Himes' next novel, Dare Dare, was also published in France in 1959, but did not reach its American audiences, under the title Run Man Run, until 1966. It is unique among the "Harlem" novels in that it does not feature Coffin Ed and Gravedigger Jones. In 1960 Himes published two more "Harlem Cycle" novels: All Shot Up and The Big Gold Dream.The early 1960s proved to be the peak of Himes' career, though not his fame. Ever the gypsy, Himes traveled widely about Europe and back and forth to the United States. He also became more deeply involved with Lesley Packard, whom he married in 1965. In 1961 he finished another novel in the "Harlem Cycle," The Heat's On, which, like Run Man Run, wasn't published in the United States until 1966. That same year, Himes also took a break from the "Harlem Cycle" with the publication of Pinktoes.

In 1962 Himes returned to the United States to do a film documentary about Harlem for France-Soir. The next year he published Une Affair de viol, published in the United States in 1984 as A Case of Rape. Himes suffered a stroke while in Mexico later that year, prompting his return to France. In 1965 he published Cotton Comes to Harlem. The best-known novel in the "Harlem Cycle," it was made into a 1970 film directed by Ossie Davis and starring Godfrey Cambridge and Raymond St. Jacques. Over the next few years Himes continued his hectic pace of travel. He and his wife moved to southern France and from there went to Paris, London, Barcelona, Sweden, and Egypt. In 1968 the couple moved to Spain and the following year built a house in Moraira. In 1969 Himes published what was to be the final volume of the "Harlem Cycle," Blind Man with a Pistol.

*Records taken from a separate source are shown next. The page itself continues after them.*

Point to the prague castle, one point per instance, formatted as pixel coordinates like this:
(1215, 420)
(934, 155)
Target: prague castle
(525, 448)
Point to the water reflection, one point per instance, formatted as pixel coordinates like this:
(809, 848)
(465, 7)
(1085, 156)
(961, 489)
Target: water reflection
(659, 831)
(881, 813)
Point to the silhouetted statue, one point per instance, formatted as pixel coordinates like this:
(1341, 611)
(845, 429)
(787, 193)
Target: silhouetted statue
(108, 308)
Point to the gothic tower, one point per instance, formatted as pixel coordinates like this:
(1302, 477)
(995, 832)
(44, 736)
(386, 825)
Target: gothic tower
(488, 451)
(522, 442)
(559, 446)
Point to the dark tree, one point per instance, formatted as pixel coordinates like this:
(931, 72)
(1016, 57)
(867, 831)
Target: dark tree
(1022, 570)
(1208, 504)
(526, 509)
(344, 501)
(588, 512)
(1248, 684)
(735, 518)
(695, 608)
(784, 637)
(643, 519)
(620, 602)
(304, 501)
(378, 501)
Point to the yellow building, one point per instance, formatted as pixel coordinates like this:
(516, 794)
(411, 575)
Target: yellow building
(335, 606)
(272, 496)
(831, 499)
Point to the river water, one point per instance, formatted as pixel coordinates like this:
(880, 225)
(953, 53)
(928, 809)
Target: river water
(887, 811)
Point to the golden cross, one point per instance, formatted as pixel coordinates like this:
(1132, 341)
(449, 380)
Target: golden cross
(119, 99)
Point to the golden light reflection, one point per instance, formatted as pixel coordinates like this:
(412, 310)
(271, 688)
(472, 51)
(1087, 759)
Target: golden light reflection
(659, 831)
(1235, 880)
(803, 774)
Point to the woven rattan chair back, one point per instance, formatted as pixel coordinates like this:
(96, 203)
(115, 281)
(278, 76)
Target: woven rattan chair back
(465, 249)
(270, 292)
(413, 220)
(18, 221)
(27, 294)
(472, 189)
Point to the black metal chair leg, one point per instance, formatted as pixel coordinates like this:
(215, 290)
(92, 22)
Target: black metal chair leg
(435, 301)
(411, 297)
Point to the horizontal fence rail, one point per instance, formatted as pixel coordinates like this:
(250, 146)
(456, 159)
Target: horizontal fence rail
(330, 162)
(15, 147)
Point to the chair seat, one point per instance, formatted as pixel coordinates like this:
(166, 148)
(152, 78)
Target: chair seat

In 1972, after publishing The Quality of Hurt, the first volume of his autobiography, Himes went to New York, where he was recognized by the Carnegie Endowment for International Peace. In 1973 Black on Black was published; it is an anthology of Himes' selected shorter works. In 1974 The Heat's On was filmed as Come Back Charleston Blue, again starring Cambridge and St. Jacques. Himes published the second volume of his autobiography, My Life of Absurdity, in 1976. Seven years later Plan B was published, though Himes himself was too ill to finish it. Featuring Coffin Ed and Gravedigger Jones, Plan B is a novel of African American revolution begun in the early 1970s but scrapped when Himes decided to devote his energy to his autobiography. Himes died on November 12, 1984.

Further Reading

  • Himes, Chester, My Life of Absurdity: The Autobiography of Chester Himes, Vol. II, Doubleday, 1976.
  • Himes, Chester, The Quality of Hurt: The Autobiography of Chester Himes, Vol. I, Doubleday, 1972.
  • Muller, Gilbert H., Chester Himes, Twayne Publishers, 1989.
  • Sallis, James,Chester Himes, a Life, Walker & Company, 2000.
  • Cleveland Plain Dealer, February 1, 1998.
  • New Yorker, June 4, 2001.
  • New York Times, November 14, 1984.
  • St. Louis Post-Dispatch, August 20, 2000.
  • Times-Picayune (New Orleans, LA), April 15, 2001.